Infrastructure protectionUsing natural, engineering solutions to help U.K. address extreme weather events

Published 28 July 2014

The United Kingdom is seeing increased seasonal flood damage not only from coastal and river surges, but from rising groundwater as well. The scale and unpredictability of these events in recent years, while devastating, can also serve as a helpful mirror of future climate change and its predicted effects in the longer term. Experts say that natural solutions, such as reforestation, to improve flood defenses and attempts to keep water in place may provide both short and long term solutions.

Following reports such as the 2013URS plan – titled Payments for Ecosystem Services: A Best Practice Guide — on behalf of the U.K. Department for Environment, Food & Rural Affairs (DEFRA), and more recent appeals, a broader picture of U.K. climate change preparation on a local scale is forming, and it points toward not just engineered solutions, but also natural ones.

As URS operations director Jon Robinson writes in the Telegraph, much of the United Kingdom is seeing increased seasonal flood damage not only from coastal and river surges, but from rising groundwater as well. The scale and unpredictability of these events in recent years, while devastating, can also serve as a helpful mirror of future climate change and its predicted effects in the longer term — allowing researchers such as Robinson the chance to plan accordingly.

In light of this, Robinson urges that naturally improved flood defenses and attempts to keep water in place mayt also provide both short and long term solutions.

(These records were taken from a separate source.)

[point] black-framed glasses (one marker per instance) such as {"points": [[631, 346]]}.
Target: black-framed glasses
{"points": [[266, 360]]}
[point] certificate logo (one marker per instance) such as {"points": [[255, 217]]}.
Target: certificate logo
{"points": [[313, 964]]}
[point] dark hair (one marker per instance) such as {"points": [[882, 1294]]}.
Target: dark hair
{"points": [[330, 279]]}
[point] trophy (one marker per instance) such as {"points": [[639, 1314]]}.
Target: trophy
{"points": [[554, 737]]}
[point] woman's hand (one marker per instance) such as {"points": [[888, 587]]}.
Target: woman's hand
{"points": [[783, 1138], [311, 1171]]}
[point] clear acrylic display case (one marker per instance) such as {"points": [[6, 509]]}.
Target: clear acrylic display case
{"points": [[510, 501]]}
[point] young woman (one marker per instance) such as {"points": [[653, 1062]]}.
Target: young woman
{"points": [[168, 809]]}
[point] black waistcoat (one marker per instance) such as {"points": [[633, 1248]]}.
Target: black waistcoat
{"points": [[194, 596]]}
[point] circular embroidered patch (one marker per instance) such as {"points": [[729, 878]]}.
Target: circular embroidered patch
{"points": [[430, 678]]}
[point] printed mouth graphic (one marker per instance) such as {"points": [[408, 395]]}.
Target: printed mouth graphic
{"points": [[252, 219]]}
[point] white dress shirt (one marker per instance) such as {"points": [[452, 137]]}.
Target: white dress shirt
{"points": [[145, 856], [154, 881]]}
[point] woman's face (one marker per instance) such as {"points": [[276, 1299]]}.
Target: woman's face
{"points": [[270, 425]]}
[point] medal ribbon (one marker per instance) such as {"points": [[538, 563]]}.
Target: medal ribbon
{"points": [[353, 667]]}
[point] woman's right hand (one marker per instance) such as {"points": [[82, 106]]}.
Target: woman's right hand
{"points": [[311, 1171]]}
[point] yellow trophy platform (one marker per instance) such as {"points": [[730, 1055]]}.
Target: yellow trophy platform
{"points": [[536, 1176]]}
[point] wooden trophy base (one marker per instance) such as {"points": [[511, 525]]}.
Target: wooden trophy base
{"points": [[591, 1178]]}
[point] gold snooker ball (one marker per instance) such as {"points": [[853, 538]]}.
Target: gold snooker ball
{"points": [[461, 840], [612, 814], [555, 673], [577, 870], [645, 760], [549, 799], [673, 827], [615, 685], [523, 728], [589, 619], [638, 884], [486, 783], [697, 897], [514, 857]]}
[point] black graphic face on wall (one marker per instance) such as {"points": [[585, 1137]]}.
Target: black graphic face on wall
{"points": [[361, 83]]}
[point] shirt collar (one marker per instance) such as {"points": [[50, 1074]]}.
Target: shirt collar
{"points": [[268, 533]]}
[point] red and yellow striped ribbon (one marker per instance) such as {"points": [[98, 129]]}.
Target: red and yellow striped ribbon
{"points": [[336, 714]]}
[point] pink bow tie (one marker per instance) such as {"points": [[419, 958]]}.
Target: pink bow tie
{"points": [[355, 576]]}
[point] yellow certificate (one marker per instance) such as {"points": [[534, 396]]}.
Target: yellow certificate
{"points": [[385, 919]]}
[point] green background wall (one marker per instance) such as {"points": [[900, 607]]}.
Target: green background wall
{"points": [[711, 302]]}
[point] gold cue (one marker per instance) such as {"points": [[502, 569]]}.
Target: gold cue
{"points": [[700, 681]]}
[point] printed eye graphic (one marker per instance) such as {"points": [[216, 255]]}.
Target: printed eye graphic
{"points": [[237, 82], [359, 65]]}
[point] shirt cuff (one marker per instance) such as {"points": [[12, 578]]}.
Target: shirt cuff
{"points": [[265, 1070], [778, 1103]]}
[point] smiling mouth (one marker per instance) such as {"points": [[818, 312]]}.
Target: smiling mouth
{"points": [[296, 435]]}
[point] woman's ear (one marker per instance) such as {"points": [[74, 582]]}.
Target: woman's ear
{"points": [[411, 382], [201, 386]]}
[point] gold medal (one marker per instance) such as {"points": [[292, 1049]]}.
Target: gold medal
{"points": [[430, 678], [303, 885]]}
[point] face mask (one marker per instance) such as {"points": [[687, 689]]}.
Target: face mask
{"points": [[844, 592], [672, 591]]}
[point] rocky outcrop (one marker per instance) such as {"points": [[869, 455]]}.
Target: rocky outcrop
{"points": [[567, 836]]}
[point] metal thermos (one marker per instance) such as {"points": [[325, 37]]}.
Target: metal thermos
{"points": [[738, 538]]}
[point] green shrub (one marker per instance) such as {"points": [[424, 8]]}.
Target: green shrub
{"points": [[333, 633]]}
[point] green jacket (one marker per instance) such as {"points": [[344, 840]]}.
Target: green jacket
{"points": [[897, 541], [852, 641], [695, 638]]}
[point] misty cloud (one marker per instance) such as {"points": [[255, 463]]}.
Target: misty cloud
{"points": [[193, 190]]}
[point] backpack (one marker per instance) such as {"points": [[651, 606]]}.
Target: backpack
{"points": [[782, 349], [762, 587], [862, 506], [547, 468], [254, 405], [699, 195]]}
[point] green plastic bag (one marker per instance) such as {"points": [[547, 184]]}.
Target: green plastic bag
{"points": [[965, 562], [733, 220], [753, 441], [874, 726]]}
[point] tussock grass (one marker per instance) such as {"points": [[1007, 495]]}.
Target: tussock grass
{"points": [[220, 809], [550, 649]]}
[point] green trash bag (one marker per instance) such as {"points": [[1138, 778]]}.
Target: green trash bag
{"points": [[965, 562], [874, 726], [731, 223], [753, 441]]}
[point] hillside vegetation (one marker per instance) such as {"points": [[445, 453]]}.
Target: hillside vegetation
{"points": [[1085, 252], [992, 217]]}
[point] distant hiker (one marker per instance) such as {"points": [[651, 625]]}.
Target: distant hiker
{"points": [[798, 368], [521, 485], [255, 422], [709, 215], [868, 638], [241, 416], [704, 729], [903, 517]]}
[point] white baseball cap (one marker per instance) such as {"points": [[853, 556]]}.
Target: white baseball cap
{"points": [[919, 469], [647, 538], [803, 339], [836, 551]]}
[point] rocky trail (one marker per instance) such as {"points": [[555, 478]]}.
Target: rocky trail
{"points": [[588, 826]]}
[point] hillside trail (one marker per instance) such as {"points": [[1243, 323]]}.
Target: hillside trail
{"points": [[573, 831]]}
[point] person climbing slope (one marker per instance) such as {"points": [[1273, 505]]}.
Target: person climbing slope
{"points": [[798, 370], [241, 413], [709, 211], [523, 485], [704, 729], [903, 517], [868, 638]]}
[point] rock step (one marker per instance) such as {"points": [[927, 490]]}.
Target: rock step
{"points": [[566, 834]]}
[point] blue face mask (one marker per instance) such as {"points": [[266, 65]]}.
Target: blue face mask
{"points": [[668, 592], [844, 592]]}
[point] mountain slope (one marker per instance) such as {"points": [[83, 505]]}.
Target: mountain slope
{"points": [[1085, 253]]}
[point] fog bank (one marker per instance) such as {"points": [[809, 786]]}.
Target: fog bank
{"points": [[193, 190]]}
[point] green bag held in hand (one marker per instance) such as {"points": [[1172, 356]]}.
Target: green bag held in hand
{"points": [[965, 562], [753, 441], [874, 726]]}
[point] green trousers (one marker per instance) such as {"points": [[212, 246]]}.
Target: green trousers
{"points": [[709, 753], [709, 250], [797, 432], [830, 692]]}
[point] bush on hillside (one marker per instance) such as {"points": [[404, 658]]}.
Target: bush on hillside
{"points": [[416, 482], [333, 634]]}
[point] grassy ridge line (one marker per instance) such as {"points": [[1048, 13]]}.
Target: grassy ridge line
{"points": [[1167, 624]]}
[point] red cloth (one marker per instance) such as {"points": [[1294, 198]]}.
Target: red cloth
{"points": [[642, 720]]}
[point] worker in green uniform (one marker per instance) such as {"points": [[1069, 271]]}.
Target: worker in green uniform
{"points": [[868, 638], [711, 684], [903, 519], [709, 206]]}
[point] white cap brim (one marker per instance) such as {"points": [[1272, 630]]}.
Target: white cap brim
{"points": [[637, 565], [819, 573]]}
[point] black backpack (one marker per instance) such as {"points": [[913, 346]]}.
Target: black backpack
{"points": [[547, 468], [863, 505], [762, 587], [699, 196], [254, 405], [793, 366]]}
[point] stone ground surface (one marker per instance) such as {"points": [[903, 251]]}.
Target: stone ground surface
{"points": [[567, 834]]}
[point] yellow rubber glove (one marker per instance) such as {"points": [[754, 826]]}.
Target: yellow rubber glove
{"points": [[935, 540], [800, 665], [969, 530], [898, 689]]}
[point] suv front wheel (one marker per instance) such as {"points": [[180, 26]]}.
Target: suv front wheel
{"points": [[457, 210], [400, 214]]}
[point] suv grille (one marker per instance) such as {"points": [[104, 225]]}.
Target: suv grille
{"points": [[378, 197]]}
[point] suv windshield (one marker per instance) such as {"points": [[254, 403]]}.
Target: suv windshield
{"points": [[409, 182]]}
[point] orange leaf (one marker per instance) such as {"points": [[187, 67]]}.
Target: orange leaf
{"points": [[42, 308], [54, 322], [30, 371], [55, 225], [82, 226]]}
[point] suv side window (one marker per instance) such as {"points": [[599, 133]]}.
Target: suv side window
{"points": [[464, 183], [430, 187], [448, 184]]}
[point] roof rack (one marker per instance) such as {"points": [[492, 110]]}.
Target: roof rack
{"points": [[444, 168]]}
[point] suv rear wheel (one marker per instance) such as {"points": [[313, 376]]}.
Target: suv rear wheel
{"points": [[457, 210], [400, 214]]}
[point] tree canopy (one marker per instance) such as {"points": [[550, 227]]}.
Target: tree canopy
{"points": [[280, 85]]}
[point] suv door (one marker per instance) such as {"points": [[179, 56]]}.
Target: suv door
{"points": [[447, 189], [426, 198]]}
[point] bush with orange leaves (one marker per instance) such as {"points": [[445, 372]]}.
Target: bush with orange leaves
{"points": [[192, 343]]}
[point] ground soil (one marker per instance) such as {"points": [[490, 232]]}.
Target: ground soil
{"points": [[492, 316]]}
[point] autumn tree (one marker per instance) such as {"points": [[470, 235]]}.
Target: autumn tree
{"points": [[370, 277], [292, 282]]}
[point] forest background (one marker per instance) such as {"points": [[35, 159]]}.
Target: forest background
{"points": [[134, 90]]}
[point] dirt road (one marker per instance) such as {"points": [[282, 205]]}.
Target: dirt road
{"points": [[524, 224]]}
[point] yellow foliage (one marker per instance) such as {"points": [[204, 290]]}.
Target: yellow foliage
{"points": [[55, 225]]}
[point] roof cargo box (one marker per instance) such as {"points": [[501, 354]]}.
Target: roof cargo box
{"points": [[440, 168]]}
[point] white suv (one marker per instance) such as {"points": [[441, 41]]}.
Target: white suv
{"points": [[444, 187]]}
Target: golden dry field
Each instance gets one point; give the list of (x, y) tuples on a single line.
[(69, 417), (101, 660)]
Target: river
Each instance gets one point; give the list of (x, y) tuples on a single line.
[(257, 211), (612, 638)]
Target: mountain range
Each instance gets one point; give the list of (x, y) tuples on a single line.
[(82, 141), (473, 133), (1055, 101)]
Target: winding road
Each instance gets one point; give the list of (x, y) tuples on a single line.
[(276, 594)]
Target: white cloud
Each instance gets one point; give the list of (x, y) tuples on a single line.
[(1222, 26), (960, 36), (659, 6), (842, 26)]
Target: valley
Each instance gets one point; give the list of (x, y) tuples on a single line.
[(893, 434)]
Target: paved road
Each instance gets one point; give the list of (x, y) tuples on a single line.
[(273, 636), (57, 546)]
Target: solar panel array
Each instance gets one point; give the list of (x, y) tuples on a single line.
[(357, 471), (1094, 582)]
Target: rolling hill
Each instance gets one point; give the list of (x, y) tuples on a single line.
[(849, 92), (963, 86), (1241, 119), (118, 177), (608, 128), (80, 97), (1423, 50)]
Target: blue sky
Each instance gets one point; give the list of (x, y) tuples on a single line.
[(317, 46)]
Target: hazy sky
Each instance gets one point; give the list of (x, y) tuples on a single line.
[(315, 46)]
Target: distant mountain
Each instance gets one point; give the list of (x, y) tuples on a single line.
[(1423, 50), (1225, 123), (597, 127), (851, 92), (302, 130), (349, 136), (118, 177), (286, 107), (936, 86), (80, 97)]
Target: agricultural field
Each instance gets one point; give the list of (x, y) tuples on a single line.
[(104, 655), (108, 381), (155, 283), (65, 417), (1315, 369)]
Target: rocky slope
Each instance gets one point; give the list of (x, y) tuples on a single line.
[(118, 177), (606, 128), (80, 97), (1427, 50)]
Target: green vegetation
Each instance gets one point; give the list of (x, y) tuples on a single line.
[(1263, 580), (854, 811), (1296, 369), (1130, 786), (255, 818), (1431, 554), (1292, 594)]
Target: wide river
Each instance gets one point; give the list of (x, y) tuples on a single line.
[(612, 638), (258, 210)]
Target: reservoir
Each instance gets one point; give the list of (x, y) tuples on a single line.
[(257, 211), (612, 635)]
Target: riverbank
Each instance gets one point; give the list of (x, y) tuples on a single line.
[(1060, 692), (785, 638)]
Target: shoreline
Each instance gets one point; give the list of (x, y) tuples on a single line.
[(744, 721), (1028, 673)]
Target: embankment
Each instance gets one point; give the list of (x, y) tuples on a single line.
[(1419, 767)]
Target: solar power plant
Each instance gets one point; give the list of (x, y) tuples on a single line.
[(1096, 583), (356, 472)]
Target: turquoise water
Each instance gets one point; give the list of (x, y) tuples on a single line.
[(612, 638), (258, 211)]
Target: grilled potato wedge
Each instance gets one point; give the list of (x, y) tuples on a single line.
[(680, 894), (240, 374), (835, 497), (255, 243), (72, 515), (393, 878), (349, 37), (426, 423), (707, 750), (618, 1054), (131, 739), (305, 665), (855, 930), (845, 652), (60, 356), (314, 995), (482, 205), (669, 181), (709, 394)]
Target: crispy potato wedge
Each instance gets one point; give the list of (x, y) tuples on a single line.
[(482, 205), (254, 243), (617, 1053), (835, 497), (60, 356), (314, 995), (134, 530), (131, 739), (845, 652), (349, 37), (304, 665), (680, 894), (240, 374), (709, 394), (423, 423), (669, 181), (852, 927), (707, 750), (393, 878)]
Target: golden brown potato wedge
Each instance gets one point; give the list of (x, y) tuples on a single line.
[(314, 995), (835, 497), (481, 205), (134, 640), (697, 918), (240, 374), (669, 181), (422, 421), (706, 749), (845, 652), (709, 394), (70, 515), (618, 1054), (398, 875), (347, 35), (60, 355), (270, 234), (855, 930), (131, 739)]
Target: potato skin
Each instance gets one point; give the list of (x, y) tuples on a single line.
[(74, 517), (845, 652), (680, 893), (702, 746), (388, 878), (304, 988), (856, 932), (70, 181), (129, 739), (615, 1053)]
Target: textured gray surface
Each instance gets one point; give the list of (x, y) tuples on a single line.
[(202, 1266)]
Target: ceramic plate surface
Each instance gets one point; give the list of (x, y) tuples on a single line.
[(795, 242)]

He cites simple, ecological steps such as reforestation within the “catchment areas” of major river systems and the application of woodlands instead of grasslands in open areas to be feasible — the latter a measure he cites to be around sixty times better at absorbing rainfall.

Additionally, financial actions can be taken to incentivize these steps. He mentions the concept of “natural capital valuation” which involves establishing a federal price on aspects of nature that would help preserve the environment and ecosystem. On top of this, farmers could be compensated in advance for allowing lands to act as temporary reservoirs or to be reforested for water retention.

Robinson, however, urges that in order for such wide scale coordination to occur, the collaboration of group such as DEFRA, the Environment Agency, the Treasury, the Forestry Commission, and the Department for Communities and Local Government, in addition to private sector groups such as the National Farmers Union and Woodland Trust.

“We need to rethink binary positions of hard-engineered defenses versus soft natural flood risk management. Innovative combinations of both are required to tackle the challenges that lie ahead,” he said.